Senator Mary Kay Papen, D-Las Cruces, has introduced a Senate concurrent resolution asking for legislators to voluntarily reduce their per diems–the $159 per day that they’re allotted for food and lodging during the session. New Mexico’s legislators are otherwise unpaid.
Papen calls for a ten percent reduction in the per diem, which would bring the amount to about $143 per day. The per diem went up from $145 on October 1 in relation to federal standards.
Papen’s legislation asks that legislators in both chambers “voluntarily reduce their per diem reimbursement by a minimum of ten percent for the remainder of the forty-ninth legislature.”
The per diem reduction would need to be voluntary because, as Papen notes in the resolution, “the rate of per diem reimbursement for legislators is set in the constitution of New Mexico.”

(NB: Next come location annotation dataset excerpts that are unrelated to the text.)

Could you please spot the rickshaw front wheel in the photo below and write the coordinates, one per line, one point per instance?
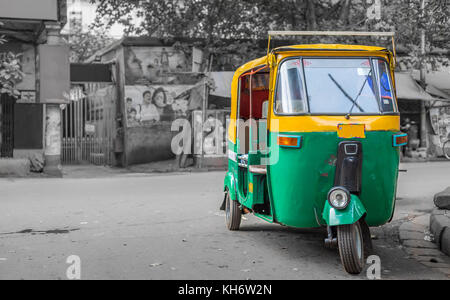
(232, 213)
(351, 247)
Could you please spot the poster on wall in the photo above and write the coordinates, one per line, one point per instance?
(149, 105)
(27, 61)
(155, 65)
(440, 121)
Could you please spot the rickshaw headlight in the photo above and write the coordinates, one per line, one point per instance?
(339, 197)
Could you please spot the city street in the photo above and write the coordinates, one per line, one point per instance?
(168, 226)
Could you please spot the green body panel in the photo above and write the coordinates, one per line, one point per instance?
(350, 215)
(230, 184)
(301, 178)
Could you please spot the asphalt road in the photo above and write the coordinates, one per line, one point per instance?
(135, 226)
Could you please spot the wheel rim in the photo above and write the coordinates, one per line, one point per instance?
(446, 149)
(358, 242)
(227, 207)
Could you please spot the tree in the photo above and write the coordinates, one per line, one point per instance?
(215, 20)
(85, 43)
(10, 71)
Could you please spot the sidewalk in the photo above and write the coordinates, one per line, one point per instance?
(169, 166)
(417, 242)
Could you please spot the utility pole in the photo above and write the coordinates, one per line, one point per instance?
(423, 111)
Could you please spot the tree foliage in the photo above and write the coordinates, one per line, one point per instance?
(85, 43)
(10, 71)
(216, 20)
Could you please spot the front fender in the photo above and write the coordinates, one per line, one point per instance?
(230, 184)
(352, 214)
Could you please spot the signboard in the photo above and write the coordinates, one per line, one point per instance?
(30, 9)
(27, 97)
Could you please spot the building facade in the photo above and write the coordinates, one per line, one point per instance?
(31, 122)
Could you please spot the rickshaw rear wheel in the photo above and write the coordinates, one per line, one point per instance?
(232, 213)
(351, 247)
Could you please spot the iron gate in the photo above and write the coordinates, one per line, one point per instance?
(6, 125)
(89, 124)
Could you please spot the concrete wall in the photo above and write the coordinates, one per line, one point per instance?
(149, 144)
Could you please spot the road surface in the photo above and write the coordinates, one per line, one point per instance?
(168, 226)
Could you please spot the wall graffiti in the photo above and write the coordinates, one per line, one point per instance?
(148, 105)
(154, 65)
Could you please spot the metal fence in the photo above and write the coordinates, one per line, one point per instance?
(6, 126)
(88, 124)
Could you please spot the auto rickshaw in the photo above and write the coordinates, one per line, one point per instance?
(313, 141)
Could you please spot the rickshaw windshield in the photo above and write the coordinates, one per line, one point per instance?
(334, 86)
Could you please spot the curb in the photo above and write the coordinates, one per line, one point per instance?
(417, 242)
(440, 228)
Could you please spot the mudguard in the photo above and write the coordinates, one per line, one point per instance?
(230, 184)
(352, 214)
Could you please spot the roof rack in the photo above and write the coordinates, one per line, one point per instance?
(332, 33)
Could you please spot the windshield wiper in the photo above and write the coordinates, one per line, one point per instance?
(359, 94)
(345, 93)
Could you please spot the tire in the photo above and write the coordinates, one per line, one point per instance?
(351, 247)
(446, 149)
(232, 213)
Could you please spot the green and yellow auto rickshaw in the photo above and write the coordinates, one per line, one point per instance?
(314, 141)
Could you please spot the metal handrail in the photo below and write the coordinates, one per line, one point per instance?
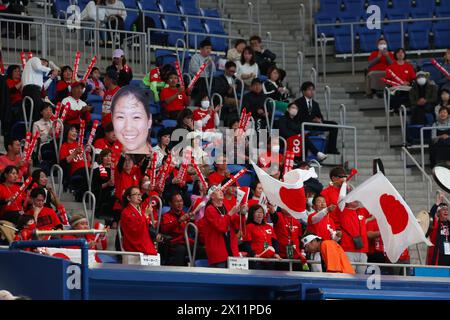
(300, 60)
(60, 188)
(425, 176)
(323, 125)
(28, 118)
(92, 204)
(191, 255)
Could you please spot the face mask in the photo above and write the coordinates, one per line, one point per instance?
(205, 104)
(293, 112)
(421, 81)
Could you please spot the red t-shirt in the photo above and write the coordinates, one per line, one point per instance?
(258, 235)
(78, 162)
(199, 114)
(14, 94)
(321, 228)
(106, 106)
(215, 178)
(353, 224)
(405, 71)
(178, 104)
(382, 64)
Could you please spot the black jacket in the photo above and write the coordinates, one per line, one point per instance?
(303, 114)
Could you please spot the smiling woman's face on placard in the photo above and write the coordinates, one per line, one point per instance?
(131, 125)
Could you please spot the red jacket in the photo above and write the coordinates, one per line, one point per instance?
(136, 236)
(216, 226)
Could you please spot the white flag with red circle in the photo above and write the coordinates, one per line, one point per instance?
(398, 225)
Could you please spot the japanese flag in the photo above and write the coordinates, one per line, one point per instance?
(288, 195)
(398, 226)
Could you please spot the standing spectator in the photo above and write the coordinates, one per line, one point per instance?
(13, 158)
(220, 238)
(438, 254)
(352, 223)
(135, 224)
(247, 68)
(173, 98)
(332, 254)
(309, 111)
(111, 90)
(263, 57)
(11, 207)
(234, 54)
(379, 60)
(423, 98)
(226, 86)
(95, 84)
(289, 126)
(440, 142)
(78, 109)
(119, 65)
(200, 88)
(405, 71)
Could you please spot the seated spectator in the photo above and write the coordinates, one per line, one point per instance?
(95, 84)
(273, 88)
(234, 54)
(44, 125)
(72, 161)
(14, 84)
(440, 142)
(439, 237)
(200, 88)
(134, 223)
(226, 86)
(11, 205)
(111, 90)
(46, 218)
(109, 141)
(220, 239)
(405, 71)
(423, 98)
(379, 60)
(173, 98)
(173, 224)
(162, 149)
(206, 117)
(103, 184)
(120, 66)
(13, 158)
(63, 86)
(247, 68)
(289, 126)
(78, 110)
(254, 101)
(331, 254)
(309, 111)
(444, 102)
(263, 57)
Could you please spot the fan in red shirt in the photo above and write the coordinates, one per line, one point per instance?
(71, 155)
(134, 224)
(220, 238)
(379, 60)
(260, 240)
(46, 218)
(320, 223)
(206, 117)
(11, 200)
(111, 84)
(173, 98)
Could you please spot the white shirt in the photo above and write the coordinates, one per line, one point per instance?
(75, 105)
(33, 73)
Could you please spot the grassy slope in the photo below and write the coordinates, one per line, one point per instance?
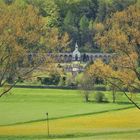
(31, 104)
(26, 105)
(119, 123)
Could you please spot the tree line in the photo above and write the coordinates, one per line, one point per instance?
(77, 18)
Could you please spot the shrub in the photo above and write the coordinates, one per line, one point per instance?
(100, 97)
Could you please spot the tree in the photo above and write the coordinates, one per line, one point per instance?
(121, 35)
(86, 85)
(23, 45)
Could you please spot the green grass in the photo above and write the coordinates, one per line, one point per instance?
(23, 116)
(25, 105)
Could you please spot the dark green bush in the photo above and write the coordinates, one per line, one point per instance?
(100, 97)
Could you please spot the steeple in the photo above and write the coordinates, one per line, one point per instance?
(76, 46)
(76, 54)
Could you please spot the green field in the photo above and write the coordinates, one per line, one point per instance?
(23, 116)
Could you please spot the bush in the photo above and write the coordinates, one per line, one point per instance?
(100, 97)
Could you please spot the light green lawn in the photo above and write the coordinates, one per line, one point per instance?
(24, 105)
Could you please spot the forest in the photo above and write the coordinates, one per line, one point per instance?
(78, 19)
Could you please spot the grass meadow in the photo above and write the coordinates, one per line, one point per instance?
(23, 116)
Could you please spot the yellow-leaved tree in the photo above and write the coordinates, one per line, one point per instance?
(120, 35)
(23, 43)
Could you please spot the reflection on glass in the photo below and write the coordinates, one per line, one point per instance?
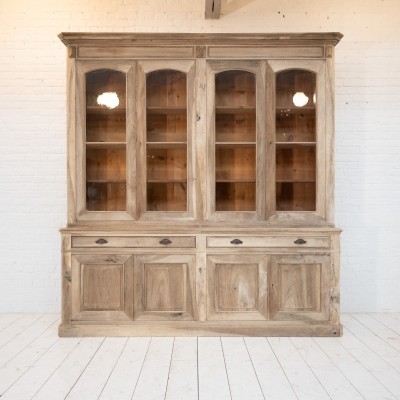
(235, 136)
(166, 141)
(296, 141)
(105, 141)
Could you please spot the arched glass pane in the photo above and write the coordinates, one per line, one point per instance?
(235, 141)
(296, 100)
(105, 140)
(166, 141)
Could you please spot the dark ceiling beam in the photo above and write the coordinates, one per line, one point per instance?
(213, 9)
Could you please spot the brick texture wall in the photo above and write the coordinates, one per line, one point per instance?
(33, 138)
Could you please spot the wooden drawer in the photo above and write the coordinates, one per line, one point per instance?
(134, 241)
(268, 241)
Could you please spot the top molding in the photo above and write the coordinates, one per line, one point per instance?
(152, 39)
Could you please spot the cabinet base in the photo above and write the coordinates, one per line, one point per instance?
(201, 329)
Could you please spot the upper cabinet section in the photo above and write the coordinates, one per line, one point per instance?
(105, 140)
(235, 141)
(296, 100)
(164, 113)
(203, 128)
(166, 141)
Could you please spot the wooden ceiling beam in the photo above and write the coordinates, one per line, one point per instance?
(213, 9)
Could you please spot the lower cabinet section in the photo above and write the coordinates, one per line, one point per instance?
(202, 292)
(299, 287)
(164, 287)
(237, 287)
(102, 287)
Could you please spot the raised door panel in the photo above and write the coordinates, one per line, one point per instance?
(299, 287)
(236, 287)
(164, 288)
(102, 287)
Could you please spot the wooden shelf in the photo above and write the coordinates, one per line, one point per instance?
(235, 144)
(235, 110)
(295, 181)
(106, 181)
(166, 145)
(295, 144)
(105, 110)
(105, 145)
(235, 181)
(167, 181)
(293, 110)
(166, 110)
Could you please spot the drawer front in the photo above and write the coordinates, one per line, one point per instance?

The relevant section of the New Mexico constitution, (Article IV, section 10, paragraph A) says:
per diem at the internal revenue service per diem rate for the city of Santa Fe for each day’s attendance during each session of the legislature and the internal revenue service standard mileage rate for each mile traveled in going to and returning from the seat of government by the usual traveled route, once each session
Legislators don’t get paid for their work in the state legislature and the per diems are designed to offset food and board for the legislators.